Xinliang David Li <davidxl at google.com> writes:
>>> The key type before the change is StringRef, while the after the key
>>> type is uint64_t. Are you suggesting treating uint64_t md5 sum key as
>>> a string of 8 bytes or storing md5 has in text form which will double
>>> the size?
>>
>>
>> How much does this change the benefit? If most of the benefit is avoiding
>> extraordinarily long mangled names then it may be sufficient.
>
> I implemented the same functionality using the approach suggested by you.
>
> 1) There is no format change required for raw/indexed profile data
> 2) when a user option is specified, md5hash string is used as the
> function key instead of of the raw function name
>
> In addition to that,  the option specified is also passed to the
> runtime and emitted into profile data. This allows different variants
> of the profile data encoded in the same format  to be automatically
> recognized by the client (clang -fprofile-use, llvm-profdata etc)
> without the need to specify the option again.
>
> There are some size increase, but increase seems to be in the range
> that is acceptable.

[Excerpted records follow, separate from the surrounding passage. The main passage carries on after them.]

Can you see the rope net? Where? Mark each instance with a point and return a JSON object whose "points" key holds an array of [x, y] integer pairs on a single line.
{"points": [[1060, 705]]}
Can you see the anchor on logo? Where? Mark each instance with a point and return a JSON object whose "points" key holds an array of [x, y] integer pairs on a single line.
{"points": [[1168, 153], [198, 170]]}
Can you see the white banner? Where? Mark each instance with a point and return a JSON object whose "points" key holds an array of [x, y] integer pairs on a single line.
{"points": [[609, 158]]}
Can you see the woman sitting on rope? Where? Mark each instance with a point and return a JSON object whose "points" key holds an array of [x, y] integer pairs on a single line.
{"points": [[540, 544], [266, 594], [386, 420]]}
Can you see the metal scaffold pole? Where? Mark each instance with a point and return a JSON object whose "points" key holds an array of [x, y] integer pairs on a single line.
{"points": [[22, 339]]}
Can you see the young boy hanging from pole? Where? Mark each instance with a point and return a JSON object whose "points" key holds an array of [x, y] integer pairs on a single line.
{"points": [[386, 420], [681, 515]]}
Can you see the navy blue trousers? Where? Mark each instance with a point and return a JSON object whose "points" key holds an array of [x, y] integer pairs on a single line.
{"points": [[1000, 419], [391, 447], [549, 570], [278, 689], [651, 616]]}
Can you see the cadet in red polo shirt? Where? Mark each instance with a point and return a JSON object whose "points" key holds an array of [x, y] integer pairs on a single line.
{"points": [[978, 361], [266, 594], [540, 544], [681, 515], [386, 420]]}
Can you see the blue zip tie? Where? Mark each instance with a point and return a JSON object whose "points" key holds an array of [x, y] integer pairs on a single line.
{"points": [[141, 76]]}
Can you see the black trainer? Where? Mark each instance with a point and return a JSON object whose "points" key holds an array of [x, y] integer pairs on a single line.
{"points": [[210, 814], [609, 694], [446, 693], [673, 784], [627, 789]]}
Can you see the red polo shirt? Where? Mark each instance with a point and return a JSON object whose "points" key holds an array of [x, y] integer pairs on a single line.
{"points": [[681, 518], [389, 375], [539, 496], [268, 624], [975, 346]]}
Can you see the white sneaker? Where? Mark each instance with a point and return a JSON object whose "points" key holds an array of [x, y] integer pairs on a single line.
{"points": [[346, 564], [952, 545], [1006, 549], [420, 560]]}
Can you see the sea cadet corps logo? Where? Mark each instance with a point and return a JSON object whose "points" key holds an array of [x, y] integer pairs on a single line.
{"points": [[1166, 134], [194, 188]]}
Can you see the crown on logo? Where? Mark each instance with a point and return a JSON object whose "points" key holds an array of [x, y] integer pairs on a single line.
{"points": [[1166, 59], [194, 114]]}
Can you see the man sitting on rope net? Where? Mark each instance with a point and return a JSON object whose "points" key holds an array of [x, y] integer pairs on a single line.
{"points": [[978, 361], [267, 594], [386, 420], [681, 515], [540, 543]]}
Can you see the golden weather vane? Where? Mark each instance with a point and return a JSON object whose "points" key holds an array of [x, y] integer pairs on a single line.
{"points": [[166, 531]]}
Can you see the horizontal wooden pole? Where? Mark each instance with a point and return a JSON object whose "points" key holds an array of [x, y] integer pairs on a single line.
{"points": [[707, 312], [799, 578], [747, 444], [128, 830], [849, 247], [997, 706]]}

Using clang as the test case. The indexed profile
> size is now 33.6 M (compared with 29.5M which is the optimal case).
> The raw profile size is 54.1M (compared with 40.1M from previous
> patch).

Have any of these patches you're referencing been posted at all? I came
to the thread late and it's a bit hard to follow which is which.

In any case, the idea sounds fine to me. Names in the profile can be
optional assuming we can safely differentiate the functions without them
(aside: on-by-default seems more user friendly than off-by-default, but
I don't have a strong opinion. Sean?).

I have a couple of high level thoughts on the approach:

Xinliang David Li via llvm-dev <llvm-dev at lists.llvm.org> writes:
> Looking at various sources of size increase caused by instrumentation,
> it is clear that the biggest contributor is the __llvm_prf_names
> section. The current PGO implementation uses function  assembly names
> as the lookup keys in the indexed format so it needs to be emitted in
> both rodata of the binary and in the raw/indexed profiles.

There's also the matter that we mangle the filename onto the symbol name
for non-ODR function names, which makes the names even larger than they
need to be. I imagine this isn't the biggest contributor (C++ mangled
names tend to be longer than filenames), but it is relatively easy to
fix independently of this change, by incorporating the filename into the
function's structural hash instead.

> On the other hand, LLVM's indexed format also supports 'key collision'
> -- it allows functions with the same key share the same entry in the
> hash table. Function's structural hash values will be used as a
> secondary key to find a real match.
>
> The above feature allows us to use a different key other than function
> assembly names and this can reduce binary/profile data size
> significantly.  Function name's MD5 hash is a good candidate, and I
> have a patch (3 parts: runtime, reader/writer, clang) that does just
> that. The results are very promising. With this change, the clang
> instrumented binary size is now 216M (down from 280M); the raw profile
> size is only 40.1M (a 2.85X size reduction); and the indexed profile
> size is only 29.5M (a 2.2X size reduction).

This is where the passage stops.